Le premier a trait à la stratégie militaire. Nous avons affaire à un conflit d'un ordre nouveau : il ne s'agit plus d'une guerre entre Etats identifiés mais du combat contre un ennemi multiple, insaisissable, aux réseaux complexes et opaques, bénéficiant de complicités étatiques parfois fort graves. Cette dimension, que l'on connaissait depuis la guerre froide, a désormais pris corps de manière tragique.

Deuxième enseignement, il faut adapter nos politiques à cette nouvelle donne. On l'a vu, même les services de renseignements américains n'ont pas été suffisants pour lutter contre ce terrorisme. A la mondialisation du terrorisme doit répondre une coopération antiterroriste renforcée avec, probablement, une structure intégrée au sein de l'OTAN qui s'inscrirait dans cette coalition internationale qu'a souhaitée hier Colin Powell.
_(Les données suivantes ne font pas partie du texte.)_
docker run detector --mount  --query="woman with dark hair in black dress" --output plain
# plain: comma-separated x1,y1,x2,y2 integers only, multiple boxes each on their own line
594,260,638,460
Troisième enseignement, il faut saisir cette occasion dramatique mais historique de relancer fortement la politique de défense européenne, en insistant particulièrement sur ce renseignement.

Enfin, la sécurité intérieure doit être entièrement repensée face à un terrorisme d'un type nouveau, fondé sur une logistique implacable et le sacrifice humain. A nouvelle menace, nouvelle anticipation.

Je souhaite donc savoir comment le Gouvernement entend assurer la sécurisation de notre espace aérien, comment il entend repenser la protection des sites à forte population et des centrales nucléaires contre d'éventuelles attaques aériennes.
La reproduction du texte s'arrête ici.